Граф и Семен смотрели на него. Вдруг, как это часто бывает, звук гона мгновенно приблизился, как будто вот, вот перед ними самими были лающие рты собак и улюлюканье Данилы.
Граф оглянулся и направо увидал Митьку, который выкатывавшимися глазами смотрел на графа и, подняв шапку, указывал ему вперед, на другую сторону.
– Береги! – закричал он таким голосом, что видно было, что это слово давно уже мучительно просилось у него наружу. И поскакал, выпустив собак, по направлению к графу.
Граф и Семен выскакали из опушки и налево от себя увидали волка, который, мягко переваливаясь, тихим скоком подскакивал левее их к той самой опушке, у которой они стояли. Злобные собаки визгнули и, сорвавшись со свор, понеслись к волку мимо ног лошадей.

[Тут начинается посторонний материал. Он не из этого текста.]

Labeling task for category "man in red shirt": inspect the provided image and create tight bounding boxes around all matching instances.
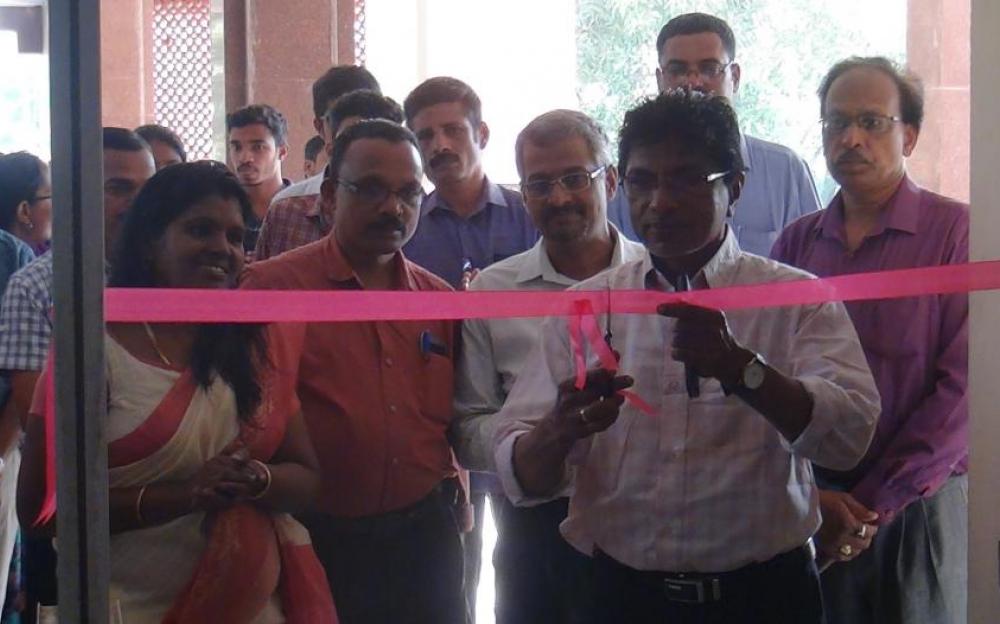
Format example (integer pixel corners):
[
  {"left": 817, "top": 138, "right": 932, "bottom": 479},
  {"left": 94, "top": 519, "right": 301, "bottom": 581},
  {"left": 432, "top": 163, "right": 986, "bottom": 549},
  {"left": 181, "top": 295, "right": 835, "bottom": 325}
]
[{"left": 243, "top": 120, "right": 466, "bottom": 624}]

Волк приостановил бег, неловко, как больной жабой, повернул свою лобастую голову к собакам, и также мягко переваливаясь прыгнул раз, другой и, мотнув поленом (хвостом), скрылся в опушку. В ту же минуту из противоположной опушки с ревом, похожим на плач, растерянно выскочила одна, другая, третья гончая, и вся стая понеслась по полю, по тому самому месту, где пролез (пробежал) волк. Вслед за гончими расступились кусты орешника и показалась бурая, почерневшая от поту лошадь Данилы. На длинной спине ее комочком, валясь вперед, сидел Данила без шапки с седыми, встрепанными волосами над красным, потным лицом.

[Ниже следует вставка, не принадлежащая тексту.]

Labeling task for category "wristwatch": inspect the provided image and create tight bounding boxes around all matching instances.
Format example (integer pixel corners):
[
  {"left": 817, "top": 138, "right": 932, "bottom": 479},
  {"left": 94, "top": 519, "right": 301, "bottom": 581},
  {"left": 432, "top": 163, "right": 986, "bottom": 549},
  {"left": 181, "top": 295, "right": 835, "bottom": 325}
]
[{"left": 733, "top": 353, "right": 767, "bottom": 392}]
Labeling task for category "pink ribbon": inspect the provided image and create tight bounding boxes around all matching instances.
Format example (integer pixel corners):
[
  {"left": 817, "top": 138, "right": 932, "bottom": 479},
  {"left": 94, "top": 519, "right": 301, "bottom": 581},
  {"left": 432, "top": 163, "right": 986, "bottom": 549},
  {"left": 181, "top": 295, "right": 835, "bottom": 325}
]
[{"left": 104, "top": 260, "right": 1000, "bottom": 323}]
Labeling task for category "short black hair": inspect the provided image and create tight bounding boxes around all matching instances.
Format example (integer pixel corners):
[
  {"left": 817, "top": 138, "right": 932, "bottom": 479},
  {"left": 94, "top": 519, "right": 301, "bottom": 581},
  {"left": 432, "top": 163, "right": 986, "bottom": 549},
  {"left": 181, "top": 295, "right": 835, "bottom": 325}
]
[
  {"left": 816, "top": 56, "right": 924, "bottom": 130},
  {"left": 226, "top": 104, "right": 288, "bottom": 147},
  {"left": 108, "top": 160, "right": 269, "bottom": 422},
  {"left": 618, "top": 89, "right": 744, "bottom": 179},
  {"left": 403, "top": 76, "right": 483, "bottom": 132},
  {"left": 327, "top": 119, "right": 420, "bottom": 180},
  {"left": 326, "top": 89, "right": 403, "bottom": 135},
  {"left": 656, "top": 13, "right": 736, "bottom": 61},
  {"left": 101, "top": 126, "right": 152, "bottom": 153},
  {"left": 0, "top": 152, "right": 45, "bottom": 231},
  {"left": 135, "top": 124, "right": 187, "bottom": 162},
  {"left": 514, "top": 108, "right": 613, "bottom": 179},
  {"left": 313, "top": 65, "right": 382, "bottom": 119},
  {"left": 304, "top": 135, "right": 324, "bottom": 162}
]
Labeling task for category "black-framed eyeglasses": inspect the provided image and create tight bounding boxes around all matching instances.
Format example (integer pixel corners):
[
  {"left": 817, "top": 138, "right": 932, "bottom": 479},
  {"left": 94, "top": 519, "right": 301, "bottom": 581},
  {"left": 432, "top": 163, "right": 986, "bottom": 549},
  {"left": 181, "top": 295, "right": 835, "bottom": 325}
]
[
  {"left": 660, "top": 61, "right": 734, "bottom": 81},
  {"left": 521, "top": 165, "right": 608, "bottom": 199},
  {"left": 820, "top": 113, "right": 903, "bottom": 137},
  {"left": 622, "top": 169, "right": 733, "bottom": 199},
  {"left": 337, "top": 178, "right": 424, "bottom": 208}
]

– Улюлюлю, улюлю!… – кричал он. Когда он увидал графа, в глазах его сверкнула молния.
– Ж… – крикнул он, грозясь поднятым арапником на графа.
– Про…ли волка то!… охотники! – И как бы не удостоивая сконфуженного, испуганного графа дальнейшим разговором, он со всей злобой, приготовленной на графа, ударил по ввалившимся мокрым бокам бурого мерина и понесся за гончими. Граф, как наказанный, стоял оглядываясь и стараясь улыбкой вызвать в Семене сожаление к своему положению. Но Семена уже не было: он, в объезд по кустам, заскакивал волка от засеки. С двух сторон также перескакивали зверя борзятники. Но волк пошел кустами и ни один охотник не перехватил его.

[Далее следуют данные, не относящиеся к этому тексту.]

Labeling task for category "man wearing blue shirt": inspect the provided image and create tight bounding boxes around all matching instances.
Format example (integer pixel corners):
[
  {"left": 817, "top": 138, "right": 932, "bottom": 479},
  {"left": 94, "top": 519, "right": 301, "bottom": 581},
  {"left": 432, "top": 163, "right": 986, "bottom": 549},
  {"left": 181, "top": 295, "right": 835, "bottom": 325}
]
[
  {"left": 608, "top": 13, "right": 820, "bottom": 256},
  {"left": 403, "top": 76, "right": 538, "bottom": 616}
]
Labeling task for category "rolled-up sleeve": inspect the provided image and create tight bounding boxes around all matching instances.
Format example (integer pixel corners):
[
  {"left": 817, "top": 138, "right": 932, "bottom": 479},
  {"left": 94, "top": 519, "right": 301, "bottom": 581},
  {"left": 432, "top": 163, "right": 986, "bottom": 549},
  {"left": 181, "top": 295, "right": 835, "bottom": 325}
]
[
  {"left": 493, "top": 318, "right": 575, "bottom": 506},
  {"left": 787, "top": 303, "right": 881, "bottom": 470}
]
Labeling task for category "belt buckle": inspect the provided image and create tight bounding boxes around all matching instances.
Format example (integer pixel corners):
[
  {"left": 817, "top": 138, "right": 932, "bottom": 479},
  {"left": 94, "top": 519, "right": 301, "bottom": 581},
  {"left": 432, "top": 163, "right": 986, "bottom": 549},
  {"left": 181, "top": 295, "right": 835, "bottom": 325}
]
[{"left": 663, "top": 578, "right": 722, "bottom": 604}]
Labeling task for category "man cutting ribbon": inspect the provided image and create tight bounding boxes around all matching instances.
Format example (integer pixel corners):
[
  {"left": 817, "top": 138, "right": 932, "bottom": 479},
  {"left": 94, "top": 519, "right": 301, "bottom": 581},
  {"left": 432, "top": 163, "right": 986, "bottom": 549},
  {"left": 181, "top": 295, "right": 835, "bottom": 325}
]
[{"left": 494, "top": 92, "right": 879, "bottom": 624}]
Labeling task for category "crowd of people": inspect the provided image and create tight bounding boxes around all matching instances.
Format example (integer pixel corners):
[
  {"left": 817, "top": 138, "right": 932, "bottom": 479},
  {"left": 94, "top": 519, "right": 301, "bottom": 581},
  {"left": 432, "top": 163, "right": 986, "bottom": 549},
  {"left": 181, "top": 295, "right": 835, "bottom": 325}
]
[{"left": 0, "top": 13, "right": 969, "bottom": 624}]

Николай Ростов между тем стоял на своем месте, ожидая зверя. По приближению и отдалению гона, по звукам голосов известных ему собак, по приближению, отдалению и возвышению голосов доезжачих, он чувствовал то, что совершалось в острове. Он знал, что в острове были прибылые (молодые) и матерые (старые) волки; он знал, что гончие разбились на две стаи, что где нибудь травили, и что что нибудь случилось неблагополучное. Он всякую секунду на свою сторону ждал зверя. Он делал тысячи различных предположений о том, как и с какой стороны побежит зверь и как он будет травить его. Надежда сменялась отчаянием. Несколько раз он обращался к Богу с мольбою о том, чтобы волк вышел на него; он молился с тем страстным и совестливым чувством, с которым молятся люди в минуты сильного волнения, зависящего от ничтожной причины. «Ну, что Тебе стоит, говорил он Богу, – сделать это для меня! Знаю, что Ты велик, и что грех Тебя просить об этом; но ради Бога сделай, чтобы на меня вылез матерый, и чтобы Карай, на глазах „дядюшки“, который вон оттуда смотрит, влепился ему мертвой хваткой в горло». Тысячу раз в эти полчаса упорным, напряженным и беспокойным взглядом окидывал Ростов опушку лесов с двумя редкими дубами над осиновым подседом, и овраг с измытым краем, и шапку дядюшки, чуть видневшегося из за куста направо.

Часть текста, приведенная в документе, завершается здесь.